= B. Michael Watson =

B. Michael Watson (born July 3, 1949) is a bishop of The United Methodist Church, elected in 2000. He served as resident bishop of the North Georgia Annual Conference, which comprises 1,000 churches, more than 1,500 clergy members, and more than 320,000 lay members. He retired in 2016 and currently serves as ecumenical officer of the Council of Bishops.

==Education==
Watson received a bachelor of science degree in finance and real estate from the University of Alabama, a master of divinity degree from Candler School of Theology and a doctor of ministry degree from Vanderbilt University.

==Ordained ministry==
Prior to his election to the episcopacy, Watson served as a pastor in the Alabama-West Florida Conference of The United Methodist Church. He was ordained deacon in 1972 and elder in 1976 in the Alabama-West Florida Annual Conference. He served Decatur First United Methodist Church in Decatur, Georgia, from 1973 to 1974, while he was a student at Candler School of Theology. In his home conference, he served Aldersgate UMC in Molino, Florida, from 1975 to 1977 and Christ UMC in Milton, Florida, from 1977 to 1979. He was founding pastor of Covenant UMC in Dothan, Alabama, where he served from 1979 to 1990. He was appointed to Dauphin Way UMC in Mobile, Alabama, in 1990, where he served until he was elected bishop in the Southeastern Jurisdiction of the United Methodist Church in 2000.

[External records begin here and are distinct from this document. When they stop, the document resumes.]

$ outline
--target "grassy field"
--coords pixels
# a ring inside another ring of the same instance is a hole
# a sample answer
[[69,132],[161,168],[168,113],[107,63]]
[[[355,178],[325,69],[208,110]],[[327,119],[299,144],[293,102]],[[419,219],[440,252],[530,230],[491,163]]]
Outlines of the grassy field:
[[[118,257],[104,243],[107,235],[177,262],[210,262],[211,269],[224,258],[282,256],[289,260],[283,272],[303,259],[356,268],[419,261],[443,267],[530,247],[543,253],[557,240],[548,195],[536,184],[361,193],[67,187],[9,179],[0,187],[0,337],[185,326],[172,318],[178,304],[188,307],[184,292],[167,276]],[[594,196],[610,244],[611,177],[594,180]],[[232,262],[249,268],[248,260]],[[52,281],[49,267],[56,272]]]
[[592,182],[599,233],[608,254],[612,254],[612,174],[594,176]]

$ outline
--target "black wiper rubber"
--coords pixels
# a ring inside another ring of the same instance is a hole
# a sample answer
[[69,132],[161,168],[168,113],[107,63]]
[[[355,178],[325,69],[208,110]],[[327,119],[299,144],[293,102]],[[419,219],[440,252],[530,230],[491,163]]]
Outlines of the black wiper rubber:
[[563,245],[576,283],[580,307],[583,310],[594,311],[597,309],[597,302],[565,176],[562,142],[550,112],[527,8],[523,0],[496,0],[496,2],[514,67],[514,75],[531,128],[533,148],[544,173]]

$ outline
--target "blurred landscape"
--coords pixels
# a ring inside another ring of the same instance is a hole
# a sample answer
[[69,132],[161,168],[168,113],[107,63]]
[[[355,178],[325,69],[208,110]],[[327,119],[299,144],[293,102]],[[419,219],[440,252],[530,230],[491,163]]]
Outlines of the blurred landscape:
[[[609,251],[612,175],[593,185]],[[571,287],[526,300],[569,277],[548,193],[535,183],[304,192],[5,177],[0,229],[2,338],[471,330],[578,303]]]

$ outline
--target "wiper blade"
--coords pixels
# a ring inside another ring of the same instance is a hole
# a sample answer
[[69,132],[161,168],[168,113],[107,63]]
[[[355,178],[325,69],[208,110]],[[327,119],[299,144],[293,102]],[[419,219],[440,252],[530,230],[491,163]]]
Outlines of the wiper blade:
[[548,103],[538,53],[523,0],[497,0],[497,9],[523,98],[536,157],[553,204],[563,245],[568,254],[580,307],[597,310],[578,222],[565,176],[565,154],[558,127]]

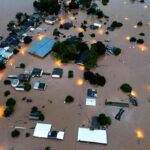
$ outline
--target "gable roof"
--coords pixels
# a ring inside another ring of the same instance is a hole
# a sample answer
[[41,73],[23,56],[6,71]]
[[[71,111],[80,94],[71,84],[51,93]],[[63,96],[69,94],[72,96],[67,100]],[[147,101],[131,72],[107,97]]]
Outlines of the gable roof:
[[39,57],[45,57],[49,52],[51,52],[54,44],[54,40],[51,40],[49,38],[43,38],[35,45],[33,45],[28,51],[29,53],[35,54]]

He was consecrated a bishop at a service of consecration held at Lake Junaluska, North Carolina July 15, 2000. Watson served two quadrennia as resident bishop of the South Georgia Annual Conference of The United Methodist Church. In 2008 he was appointed resident bishop of the North Georgia Annual Conference of The United Methodist Church. His office is at The United Methodist Center in the grounds of Simpsonwood Conference and Retreat Center in Norcross, Georgia.

==Boards and committees==
- Chair, World Methodist Council Personnel Committee
- Delegate, World Methodist Conference: Singapore, 1991; Rio de Janeiro, Brazil, 1996; Brighton, England, 2001; Seoul, Korea, 2006
- Chair, Central Conference Pension Initiative of The United Methodist Church, $25M goal
- Steering Committee Chair, Campaign Emory - Candler School of Theology, $60M goal
- Chair, Board of Directors of the General Board of Pension and Health Benefits 2008-2012

Watson serves on the Board of Trustees for: Gammon Theological School, Clark Atlanta University, Emory University, LaGrange College, Oxford College of Emory University, Paine College, Reinhardt University, Wesleyan College, Young Harris College, United Methodist Children’s Home, Georgia United Methodist Foundation, Camp Glisson, Simpsonwood Conference and Retreat Center, Wesley Woods Senior Living, and the Methodist Foundation for Retired Ministers.

== Publications ==
- The Upper Room, daily devotional, November - December, 1987: United Methodist Publishing House
- The Living Pulpit, April - June, 1998, New York Theological Seminary
- Adult Bible Studies, Fall 2008 Lessons, Nashville, Tennessee: United Methodist Publishing House

== Personal ==
Watson is married to Margaret Lee Watson. They have two adult children, Ben Watson and Elizabeth Watson Riddle, and four grandchildren.